A government led by Jeremy Corbyn would put £2.5bn into the “Post Bank” to save the high street and protect face-to-face banking. Britain has lost two-thirds of its bank and building society branches in the past 30 years.
The Post Office has a sprawling but struggling network of more than 11,500 branches. The state-owned business faces pressure from online delivery services such as Amazon and the wider decline of the high street but made a profit of £35m last year, up from £13m in 2016-17 — the first year that it had been in the black for 16 years.
Ministers have been criticised for letting the Post Office shrink, with branch closures and the crippling loss of lucrative government contracts. Under McDonnell’s proposal, Post Bank would have the biggest network of all the high-street banks.
He said: “Poor access to local bank branches hurts our town centres and local communities, particularly affecting elderly and more vulnerable customers, as well as damaging the ability of local small businesses to invest.

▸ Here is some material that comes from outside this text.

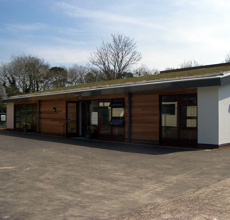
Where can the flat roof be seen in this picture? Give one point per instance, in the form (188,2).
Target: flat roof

“Post Bank will provide an essential public service, making sure everyone has access to face-to-face, trusted and affordable banking on their high street or in their local community.”
The proposal would be on top of the £370m of government funds being ploughed into protecting village post offices and modernising old-fashioned branches.
McDonnell’s effort to take on high-street banks comes a day after he backed a direct action campaign against Barclays. Momentum, the pro-Corbyn pressure group, sent activists to 40 branches yesterday to protest against its investment in fossil fuels.
“Governments cannot stand by while the finance sector profits from destroying the planet,” McDonnell said.